Clinical trial reg. no. NCT03877068, clinicaltrials.gov
This article contains supplementary material online at https://doi.org/10.2337/figshare.20350242.
Article Information
Funding. This investigator-initiated study was funded by Dexcom. E.K.S. is supported in part by a Veterans Affairs Merit award from the U.S. Department of Veterans Affairs Clinical Science Research and Development Service (1I01CX001825). R.J.G. is partially supported by research grants from National Institutes of Health (NIH)/National Institute of Diabetes and Digestive and Kidney Diseases (NIDDK) grants P30DK111024 and 1K23DK123384-03. P.V. is supported in part by NIDDK grant 1K23DK113241. G.D. is supported by the NIDDK under award number 1K23DK122199-01A1. F.J.P. is supported in part by NIDDK grants K23GM128221 and P30DK111024-06. G.E.U. is partly supported by research grants from the NIH/National Center for Advancing Translational Sciences (Clinical and Translational Science Award program grant UL 3UL1TR002378-05S2) and the NIH/National Center for Research Resources (NIH/NIDDK 2P30DK111024-06).
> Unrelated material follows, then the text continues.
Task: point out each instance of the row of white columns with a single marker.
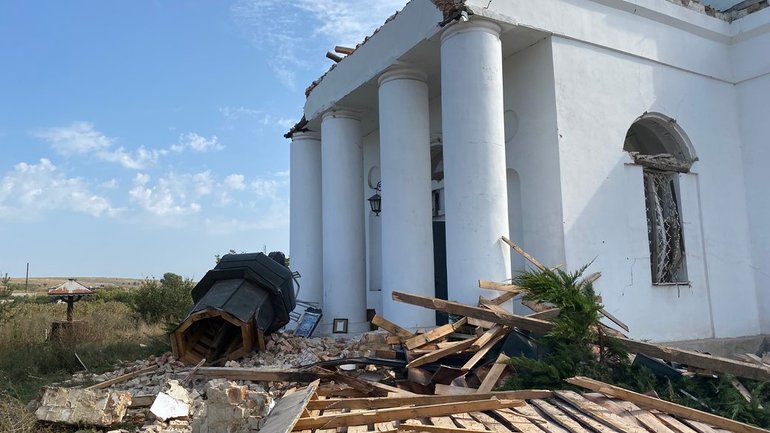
(327, 244)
The contents do not represent the views of the U.S. Department of Veterans Affairs or the U.S. government. The funder had no role in study design, data collection, data interpretation, or in manuscript writing.
Duality of Interest. E.K.S. has received unrestricted research support from Dexcom (to Baltimore VA Medical Center and University of Maryland) to conduct clinical trials. R.J.G. received research support to Emory University for investigator-initiated studies from Novo Nordisk, Dexcom, and Eli Lilly and Company and consulting fees from Sanofi, Eli Lilly and Company, and Weight Watchers, outside of this work. P.V. has received consulting fees from Merck and Boehringer-Ingelheim. G.D. has received research support from Insulet. F.J.P. has received research support from Merck, Dexcom, and Insulet and consulting fees from Boehringer Ingelheim, Eli Lilly and Company, Dexcom, and Medscape, Inc. G.E.U. has received research support (to Emory University) from Astra Zeneca, Bayer, and Dexcom. No other potential conflicts of interest relevant to this article were reported.
Author Contributions. E.K.S. and G.E.U. researched the data and wrote the initial drafts of the manuscript. A.U., W.Z.C., B.A., L.G.S., I.M., S.L., E.M., C.G., K.M., C.C., R.M., W.H.S., M.C.P.-G., and S.C. served either as study coordinators screening and randomly assigning research candidates and collecting data or as clinical providers managing subjects daily, including weekends, ensuring successful completion of the study protocol. R.J.G., P.V., A.L.M., G.D., M.F., T.I., F.J.P., L.G.S., I.M., and S.C. reviewed and edited the study proposal and manuscript. L.P. analyzed the data. G.E.U. wrote the research proposal and researched the data. G.E.U. is the guarantor of this work and, as such, had full access to all of the data in the study and takes responsibility for the integrity of the data and the accuracy of the data analysis.
Prior Presentation. This study was presented at the 82nd Scientific Sessions of the American Diabetes Association, New Orleans, LA, 3–7 June 2022.